Data Domain Deduplication Calculator FAQ

Is there a basic underlying assumption of this calculator?

Yes - as you back up data in your organization, the more full copies of the data set that are processed and the longer they are retained, the higher your deduplication results should be. The implications of deduplication can be seen as you compare the alternatives of the Data Domain solution, disk/VTL or tape.

What is the difference between weekly full and daily full backups?

In a typical data center, there are data sets (e.g., general file systems) that get backed up on a weekly basis with daily incremental backups being performed between full runs. Some data sets are backed up in their entirety every day (e.g., Exchange, databases, etc.). The total backup set is a combination of these two policies. The impact on deduplication is taken into account based on the number of full and incremental data sets that will be written to each solution (Data Domain, disk/VTL, tape).

Why can’t I specify the incremental changes to my data set?

Reports of incremental data set information can vary greatly from site to site. Typical incremental change rates are around 5% of the total backup data set. This results in about 25% net new data per week to include in the sizing estimates and deduplication considerations. The reporting problem comes from the fact that measurable change rate can be impacted by file system organization. A small change to a file usually results in the file being different and picked up on incremental backups. If the original file is 10KB vs 10MB, the actual, small change is measured very differently by the file system and backup application as opposed to the underlying content change that affects the deduplication processing. For this reason, and this estimation, we are using a standard 5% daily change rate on the data set which is processed in full on a weekly basis. Contact your local sales team if you would like to try this analysis using several other sizing factors.

How does the backup window impact my results?

The backup window is used to estimate the tape drive infrastructure required at the primary site (see tape technology question below). No library systems or tape drives are considered for the DR site. A simple throughput computation is used where the total weekly backup workload is fit into the total backup window hours allotted. Considerations for specific job sizes, retry needs and incremental backup accumulation are not addressed in this model. The intent is to get a rough sizing model for the infrastructure that might be required.

What tape technology is being used for comparison?

For calculation of the tape solution, an LTO-2 configuration is used. The average throughput rate used in this model is 25 MB/s. This reflects an industry observed average and not the best-case or worst-case rates possible. The capacity of LTO-2 is 250 GB/tape. This represents a combination of 200 GB base capacity (no compression) with 1.6x data compression and 80% utilization rate approximations. The exact number of tape drives and media can vary based on several other infrastructure and data type considerations.

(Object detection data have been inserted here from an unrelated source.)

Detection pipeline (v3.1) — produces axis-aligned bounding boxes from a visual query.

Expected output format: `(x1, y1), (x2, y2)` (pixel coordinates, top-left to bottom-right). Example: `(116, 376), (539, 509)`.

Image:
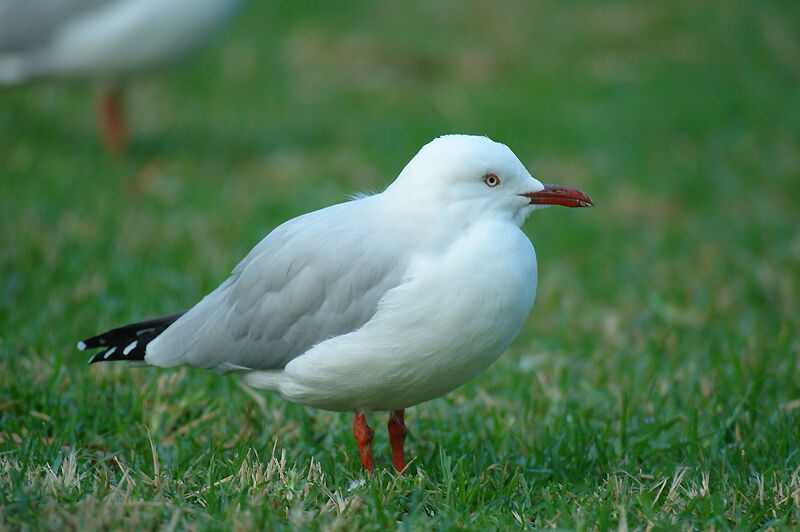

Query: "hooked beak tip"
(522, 183), (594, 207)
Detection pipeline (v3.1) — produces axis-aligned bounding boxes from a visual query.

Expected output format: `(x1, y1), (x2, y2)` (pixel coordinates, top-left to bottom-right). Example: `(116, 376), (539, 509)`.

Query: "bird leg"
(389, 410), (408, 475)
(353, 410), (375, 473)
(97, 87), (127, 155)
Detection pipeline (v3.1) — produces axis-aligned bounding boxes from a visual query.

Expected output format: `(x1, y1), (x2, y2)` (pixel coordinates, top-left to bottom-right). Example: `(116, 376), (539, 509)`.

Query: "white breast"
(276, 222), (536, 410)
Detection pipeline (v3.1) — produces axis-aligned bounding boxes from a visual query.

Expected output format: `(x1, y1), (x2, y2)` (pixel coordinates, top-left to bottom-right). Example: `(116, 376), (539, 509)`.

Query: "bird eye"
(483, 174), (500, 188)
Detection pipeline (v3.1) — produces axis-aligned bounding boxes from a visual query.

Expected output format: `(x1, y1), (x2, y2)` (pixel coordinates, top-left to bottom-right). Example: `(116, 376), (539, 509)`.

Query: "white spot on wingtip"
(347, 478), (367, 491)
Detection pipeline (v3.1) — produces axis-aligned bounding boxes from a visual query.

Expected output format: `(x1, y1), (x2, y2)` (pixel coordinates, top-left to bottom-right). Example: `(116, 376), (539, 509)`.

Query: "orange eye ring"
(483, 174), (500, 188)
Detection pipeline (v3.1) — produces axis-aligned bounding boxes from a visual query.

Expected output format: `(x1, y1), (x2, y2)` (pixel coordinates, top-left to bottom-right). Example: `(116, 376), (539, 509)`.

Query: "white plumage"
(83, 135), (592, 470)
(0, 0), (241, 84)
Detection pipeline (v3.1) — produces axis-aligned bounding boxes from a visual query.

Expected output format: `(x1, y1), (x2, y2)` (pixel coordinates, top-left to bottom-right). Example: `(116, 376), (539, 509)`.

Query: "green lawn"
(0, 0), (800, 530)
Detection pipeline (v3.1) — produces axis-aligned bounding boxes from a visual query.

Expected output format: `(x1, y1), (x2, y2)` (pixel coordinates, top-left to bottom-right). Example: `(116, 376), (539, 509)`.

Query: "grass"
(0, 0), (800, 530)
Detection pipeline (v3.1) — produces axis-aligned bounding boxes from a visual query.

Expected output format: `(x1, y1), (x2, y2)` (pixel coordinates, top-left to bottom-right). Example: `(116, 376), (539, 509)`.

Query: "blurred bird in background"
(0, 0), (241, 154)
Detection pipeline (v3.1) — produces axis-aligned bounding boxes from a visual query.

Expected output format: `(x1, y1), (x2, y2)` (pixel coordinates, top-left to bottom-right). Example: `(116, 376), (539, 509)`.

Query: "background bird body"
(0, 0), (241, 153)
(0, 0), (241, 84)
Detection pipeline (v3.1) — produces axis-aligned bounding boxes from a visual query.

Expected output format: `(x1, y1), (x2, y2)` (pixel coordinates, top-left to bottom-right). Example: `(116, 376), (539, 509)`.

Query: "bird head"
(387, 135), (594, 224)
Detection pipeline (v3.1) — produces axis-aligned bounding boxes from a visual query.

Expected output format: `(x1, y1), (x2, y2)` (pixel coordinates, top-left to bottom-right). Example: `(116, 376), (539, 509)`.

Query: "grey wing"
(146, 204), (404, 372)
(0, 0), (114, 54)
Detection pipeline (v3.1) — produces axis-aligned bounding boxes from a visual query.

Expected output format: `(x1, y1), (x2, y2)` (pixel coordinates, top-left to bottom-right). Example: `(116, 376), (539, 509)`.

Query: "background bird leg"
(389, 410), (408, 473)
(97, 86), (128, 155)
(353, 410), (375, 473)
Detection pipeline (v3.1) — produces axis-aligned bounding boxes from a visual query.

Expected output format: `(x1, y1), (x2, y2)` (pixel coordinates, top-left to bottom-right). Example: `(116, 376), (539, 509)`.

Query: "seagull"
(78, 135), (593, 473)
(0, 0), (241, 153)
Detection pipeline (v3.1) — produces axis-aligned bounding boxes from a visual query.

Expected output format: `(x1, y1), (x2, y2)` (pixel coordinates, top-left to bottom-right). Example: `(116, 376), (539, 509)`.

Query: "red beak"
(520, 183), (594, 207)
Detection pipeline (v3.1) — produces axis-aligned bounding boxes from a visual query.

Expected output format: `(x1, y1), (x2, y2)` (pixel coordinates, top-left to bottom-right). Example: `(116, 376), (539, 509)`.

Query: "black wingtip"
(78, 312), (183, 365)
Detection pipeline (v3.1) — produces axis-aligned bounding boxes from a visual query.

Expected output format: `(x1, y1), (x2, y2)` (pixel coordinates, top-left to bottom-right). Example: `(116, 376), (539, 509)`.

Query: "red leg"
(389, 410), (408, 474)
(353, 411), (375, 473)
(97, 87), (127, 155)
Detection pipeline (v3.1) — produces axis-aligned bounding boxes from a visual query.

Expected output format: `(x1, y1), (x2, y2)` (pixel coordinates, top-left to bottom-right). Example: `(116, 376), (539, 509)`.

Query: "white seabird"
(0, 0), (241, 152)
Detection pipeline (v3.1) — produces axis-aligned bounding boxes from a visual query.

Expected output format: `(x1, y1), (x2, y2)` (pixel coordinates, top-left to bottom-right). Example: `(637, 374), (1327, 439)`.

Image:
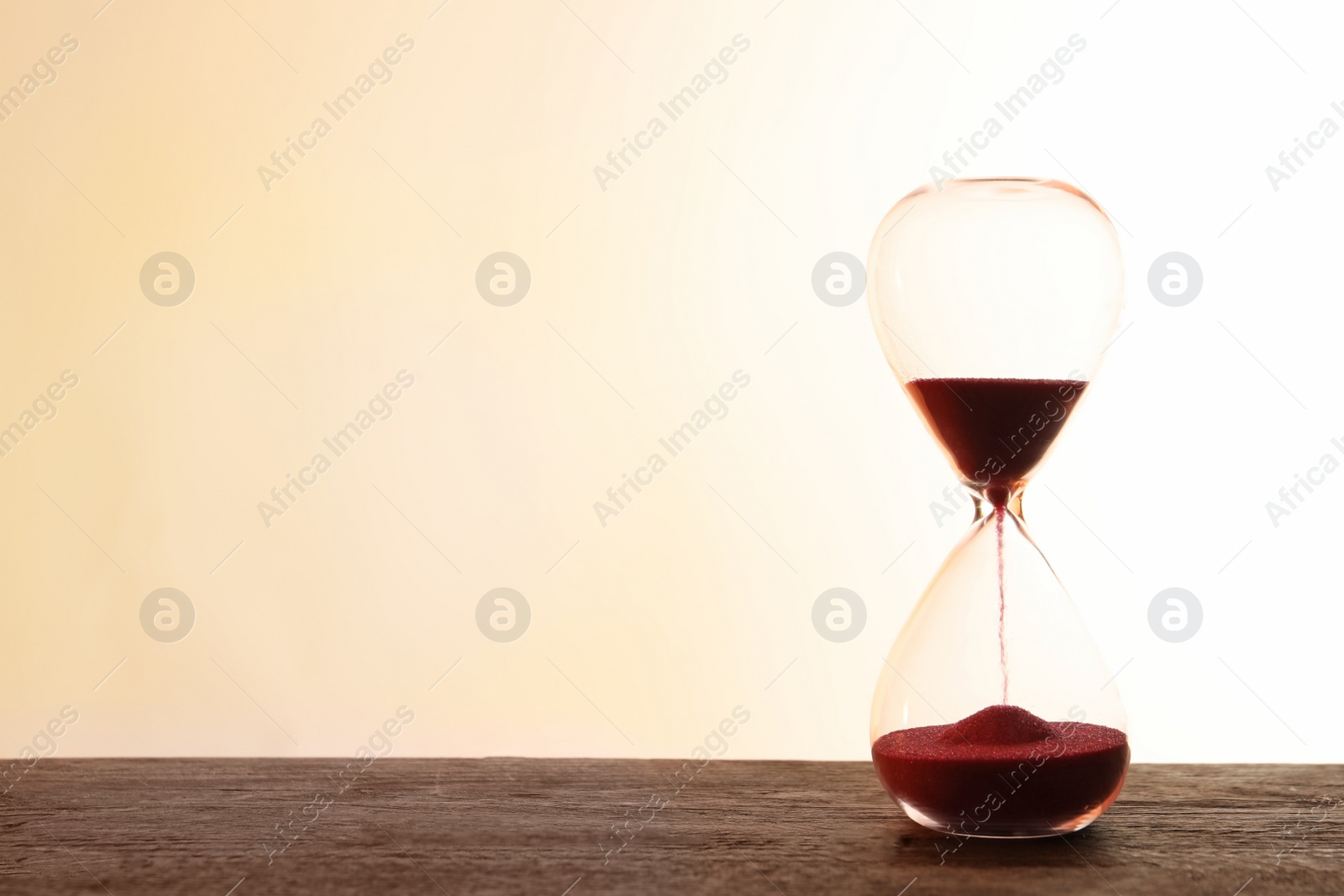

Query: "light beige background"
(0, 0), (1344, 762)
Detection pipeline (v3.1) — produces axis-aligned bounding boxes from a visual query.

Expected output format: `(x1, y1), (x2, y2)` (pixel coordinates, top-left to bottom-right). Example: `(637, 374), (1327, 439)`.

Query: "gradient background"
(0, 0), (1344, 762)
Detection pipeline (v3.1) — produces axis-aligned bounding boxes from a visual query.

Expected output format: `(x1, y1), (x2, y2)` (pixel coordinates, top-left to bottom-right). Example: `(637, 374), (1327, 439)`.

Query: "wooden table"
(0, 759), (1344, 896)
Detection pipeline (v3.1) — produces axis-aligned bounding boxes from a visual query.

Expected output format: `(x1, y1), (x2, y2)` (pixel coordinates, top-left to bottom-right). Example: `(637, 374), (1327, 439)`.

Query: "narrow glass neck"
(970, 488), (1023, 522)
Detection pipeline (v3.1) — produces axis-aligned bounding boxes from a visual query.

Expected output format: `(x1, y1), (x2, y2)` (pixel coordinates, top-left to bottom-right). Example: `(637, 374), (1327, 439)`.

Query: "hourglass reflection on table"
(869, 179), (1129, 837)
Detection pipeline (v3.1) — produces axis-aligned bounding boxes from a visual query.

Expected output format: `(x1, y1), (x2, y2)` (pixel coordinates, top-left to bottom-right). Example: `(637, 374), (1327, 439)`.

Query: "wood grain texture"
(0, 759), (1344, 896)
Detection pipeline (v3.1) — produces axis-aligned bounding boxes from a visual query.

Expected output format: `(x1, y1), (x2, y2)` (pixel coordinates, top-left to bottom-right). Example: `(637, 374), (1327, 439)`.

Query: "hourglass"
(869, 179), (1129, 837)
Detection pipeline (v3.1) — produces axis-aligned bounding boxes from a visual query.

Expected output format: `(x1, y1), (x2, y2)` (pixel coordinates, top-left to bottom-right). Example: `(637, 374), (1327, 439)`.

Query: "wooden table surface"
(0, 759), (1344, 896)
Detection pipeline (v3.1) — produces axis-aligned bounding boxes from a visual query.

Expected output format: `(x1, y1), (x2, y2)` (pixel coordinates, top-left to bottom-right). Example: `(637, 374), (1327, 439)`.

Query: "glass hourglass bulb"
(869, 179), (1129, 837)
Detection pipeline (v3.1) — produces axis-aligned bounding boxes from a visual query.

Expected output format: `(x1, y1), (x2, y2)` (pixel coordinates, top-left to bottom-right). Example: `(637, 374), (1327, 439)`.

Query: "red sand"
(872, 705), (1129, 837)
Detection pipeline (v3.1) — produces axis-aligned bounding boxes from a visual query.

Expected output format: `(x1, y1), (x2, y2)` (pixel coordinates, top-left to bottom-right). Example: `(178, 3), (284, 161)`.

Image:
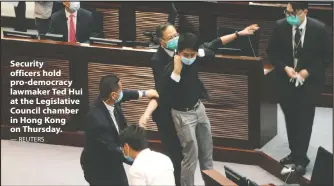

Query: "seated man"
(49, 1), (99, 43)
(120, 125), (175, 186)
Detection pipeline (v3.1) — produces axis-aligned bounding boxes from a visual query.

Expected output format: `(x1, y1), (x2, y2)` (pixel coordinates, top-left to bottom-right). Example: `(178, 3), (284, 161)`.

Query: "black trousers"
(280, 89), (315, 166)
(155, 111), (183, 186)
(14, 1), (27, 32)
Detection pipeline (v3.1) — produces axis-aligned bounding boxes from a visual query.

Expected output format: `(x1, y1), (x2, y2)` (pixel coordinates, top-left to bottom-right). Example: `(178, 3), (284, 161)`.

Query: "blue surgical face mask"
(181, 56), (196, 65)
(68, 2), (80, 12)
(124, 146), (134, 162)
(286, 16), (300, 26)
(166, 36), (179, 50)
(115, 91), (123, 103)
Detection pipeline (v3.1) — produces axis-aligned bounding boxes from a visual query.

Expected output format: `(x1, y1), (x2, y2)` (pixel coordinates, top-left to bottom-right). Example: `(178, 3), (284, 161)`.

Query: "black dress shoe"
(295, 165), (306, 176)
(279, 154), (293, 165)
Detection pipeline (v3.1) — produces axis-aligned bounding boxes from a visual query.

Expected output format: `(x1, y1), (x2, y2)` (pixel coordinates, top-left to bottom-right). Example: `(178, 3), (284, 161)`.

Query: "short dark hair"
(120, 125), (148, 151)
(289, 1), (308, 11)
(99, 74), (119, 100)
(177, 32), (199, 52)
(155, 22), (174, 39)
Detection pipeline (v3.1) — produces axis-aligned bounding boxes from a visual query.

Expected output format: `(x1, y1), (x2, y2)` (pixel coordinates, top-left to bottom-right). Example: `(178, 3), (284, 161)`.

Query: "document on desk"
(4, 1), (19, 7)
(122, 47), (157, 52)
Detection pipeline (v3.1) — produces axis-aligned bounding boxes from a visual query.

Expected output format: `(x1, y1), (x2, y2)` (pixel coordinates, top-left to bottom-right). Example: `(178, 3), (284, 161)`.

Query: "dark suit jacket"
(267, 17), (333, 102)
(81, 90), (139, 185)
(49, 8), (102, 43)
(159, 38), (222, 109)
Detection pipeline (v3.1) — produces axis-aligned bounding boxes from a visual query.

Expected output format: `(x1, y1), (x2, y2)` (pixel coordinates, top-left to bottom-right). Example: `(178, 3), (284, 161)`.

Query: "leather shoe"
(295, 165), (306, 176)
(279, 154), (293, 165)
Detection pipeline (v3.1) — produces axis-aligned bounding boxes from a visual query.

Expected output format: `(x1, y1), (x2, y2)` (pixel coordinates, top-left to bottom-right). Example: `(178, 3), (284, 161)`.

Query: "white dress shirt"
(129, 148), (175, 186)
(103, 91), (144, 134)
(65, 9), (78, 41)
(292, 17), (307, 68)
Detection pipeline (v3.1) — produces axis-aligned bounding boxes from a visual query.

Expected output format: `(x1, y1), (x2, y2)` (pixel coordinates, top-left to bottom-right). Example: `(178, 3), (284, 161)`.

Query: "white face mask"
(69, 2), (80, 12)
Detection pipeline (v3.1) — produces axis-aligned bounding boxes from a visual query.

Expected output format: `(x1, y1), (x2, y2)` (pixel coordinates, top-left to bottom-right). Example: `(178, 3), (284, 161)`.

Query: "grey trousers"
(171, 102), (213, 186)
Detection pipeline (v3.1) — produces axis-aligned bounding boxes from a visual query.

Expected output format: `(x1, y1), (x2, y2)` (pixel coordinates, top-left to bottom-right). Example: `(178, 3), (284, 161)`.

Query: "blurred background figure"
(35, 1), (53, 39)
(120, 125), (175, 186)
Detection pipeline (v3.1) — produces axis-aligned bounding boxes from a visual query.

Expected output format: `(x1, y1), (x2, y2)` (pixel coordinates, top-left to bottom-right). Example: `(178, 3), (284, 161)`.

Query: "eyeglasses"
(284, 10), (303, 16)
(166, 33), (179, 41)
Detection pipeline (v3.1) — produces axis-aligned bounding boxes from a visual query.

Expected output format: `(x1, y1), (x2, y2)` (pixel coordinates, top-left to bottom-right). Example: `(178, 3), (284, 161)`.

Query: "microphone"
(281, 165), (295, 185)
(247, 36), (256, 57)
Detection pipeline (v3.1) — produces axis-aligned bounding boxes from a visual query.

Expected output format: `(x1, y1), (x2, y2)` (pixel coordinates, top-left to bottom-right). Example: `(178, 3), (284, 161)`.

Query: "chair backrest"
(310, 147), (333, 186)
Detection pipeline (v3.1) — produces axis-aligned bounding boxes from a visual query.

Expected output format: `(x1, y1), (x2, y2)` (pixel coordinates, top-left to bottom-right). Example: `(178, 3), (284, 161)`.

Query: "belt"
(173, 101), (201, 112)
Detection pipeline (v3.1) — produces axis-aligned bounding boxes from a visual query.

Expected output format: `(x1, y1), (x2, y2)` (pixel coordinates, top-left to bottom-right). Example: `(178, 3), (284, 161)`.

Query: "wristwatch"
(234, 30), (240, 39)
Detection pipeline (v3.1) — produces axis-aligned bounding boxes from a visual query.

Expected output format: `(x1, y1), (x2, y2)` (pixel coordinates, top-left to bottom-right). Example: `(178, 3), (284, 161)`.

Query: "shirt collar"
(162, 47), (174, 57)
(135, 148), (151, 161)
(65, 8), (78, 18)
(293, 17), (307, 32)
(103, 101), (115, 113)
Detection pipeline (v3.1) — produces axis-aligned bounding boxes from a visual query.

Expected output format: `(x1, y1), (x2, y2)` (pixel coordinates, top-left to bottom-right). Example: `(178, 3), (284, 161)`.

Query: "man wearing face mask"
(80, 75), (158, 186)
(120, 125), (175, 186)
(267, 2), (333, 175)
(158, 25), (259, 186)
(49, 1), (100, 43)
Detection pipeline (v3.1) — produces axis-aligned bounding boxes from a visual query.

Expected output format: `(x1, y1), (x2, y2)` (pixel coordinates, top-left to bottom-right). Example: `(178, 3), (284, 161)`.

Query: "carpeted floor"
(1, 140), (283, 186)
(260, 106), (333, 179)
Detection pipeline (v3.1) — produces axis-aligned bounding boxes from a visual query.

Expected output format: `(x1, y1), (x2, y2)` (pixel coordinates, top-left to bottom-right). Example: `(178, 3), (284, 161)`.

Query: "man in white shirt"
(49, 1), (102, 43)
(80, 74), (158, 186)
(35, 1), (53, 39)
(120, 125), (175, 186)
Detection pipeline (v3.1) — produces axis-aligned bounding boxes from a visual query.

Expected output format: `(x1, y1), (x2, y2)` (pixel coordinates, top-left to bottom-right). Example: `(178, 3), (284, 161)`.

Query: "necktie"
(114, 106), (123, 131)
(70, 14), (76, 43)
(293, 28), (302, 59)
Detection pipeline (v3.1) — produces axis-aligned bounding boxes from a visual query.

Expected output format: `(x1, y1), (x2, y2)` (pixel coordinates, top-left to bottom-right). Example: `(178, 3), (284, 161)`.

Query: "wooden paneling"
(136, 11), (199, 42)
(200, 72), (248, 140)
(2, 56), (71, 126)
(175, 14), (199, 35)
(136, 11), (168, 42)
(96, 8), (119, 39)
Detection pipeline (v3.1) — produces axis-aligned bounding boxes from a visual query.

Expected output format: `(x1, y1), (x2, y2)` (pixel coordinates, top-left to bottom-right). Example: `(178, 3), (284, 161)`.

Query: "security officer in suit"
(81, 75), (158, 186)
(267, 2), (333, 175)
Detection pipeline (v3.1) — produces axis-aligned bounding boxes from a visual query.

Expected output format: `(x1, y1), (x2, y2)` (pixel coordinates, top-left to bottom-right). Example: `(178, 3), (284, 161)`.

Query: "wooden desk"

How is replication bandwidth determined?

Replication bandwidth is an average value determined by taking the total weekly backup workload and spreading the data out over 100 hours. This equates to using between 14 and 15 hours per day to run the replication to the DR site continuously at the estimated rate. If more bandwidth is available, the actual time for replication times can decrease. If more time per day is available, the size of the replication link required can be decreased.

What retention assumptions are built into the model?

This model focuses on two aspects of retention requirements. The first is specified by the user and ranges between 4, 8 or 12 weeks (roughly 30, 60 or 90 days) to keep all produced backup images (daily full and weekly full/ daily incremental). The second addresses retention after this period. The assumption is that some number of additional full backup images will be retained at the monthly, quarterly and yearly intervals. The current assumption is that over a three year period, monthly backups are retained for year 1, quarterly backups for year 2 and year end backups for year 3. This adds about 10-12 additional full backups to the retention sizing estimates. Contact your local sales team if you would like to try this analysis using several other sizing factors.

What assumptions are made for off-site DR configurations?

For this model, the assumption is made that all data backed up at primary data center location needs to be duplicated to the DR site. Essentially a local copy is kept at the primary data center and a duplicate copy is made for the DR site. While this is a slight over simplification of the actual solution, it does provide a realistic comparison of the various alternatives. Adjustments for tape rotation/reuse, multiple copy needs or retention period management are not included in this model.

How does the type of data impact my deduplication results?

While certain types of data can exhibit different deduplication results, this model is using an average deduplication rate that has been observed by customers over several years of handling and deduplicating their data. Actual deduplication rates may change, but the trends demonstrated in the model estimations should still be valid. Contact your local sales team if you would like to try this analysis using several other sizing factors.

What is meant by Usable Disk Capacity?

For RAID storage systems, there are measures of raw and usable capacity. For this exercise, we are looking at the Usable Disk Capacity measure as the amount of disk thas is needed to store the backup data. Typically in a RAID-5 or RAID-6 configuration, the usable capacity is about 70-80% of the raw capacity. This depends on things like the number of hot spare drives, the RAID configuration used and formatting of the disks for OS access.

What is meant by Logical Disk Capacity?

For systems that deduplicate data inline as it is stored to disk (Data Domain for example), the Logical Disk Capacity represents the projected amount of storage that could be available for holding backup data given a Usable Disk Capacity times the deduplication factor.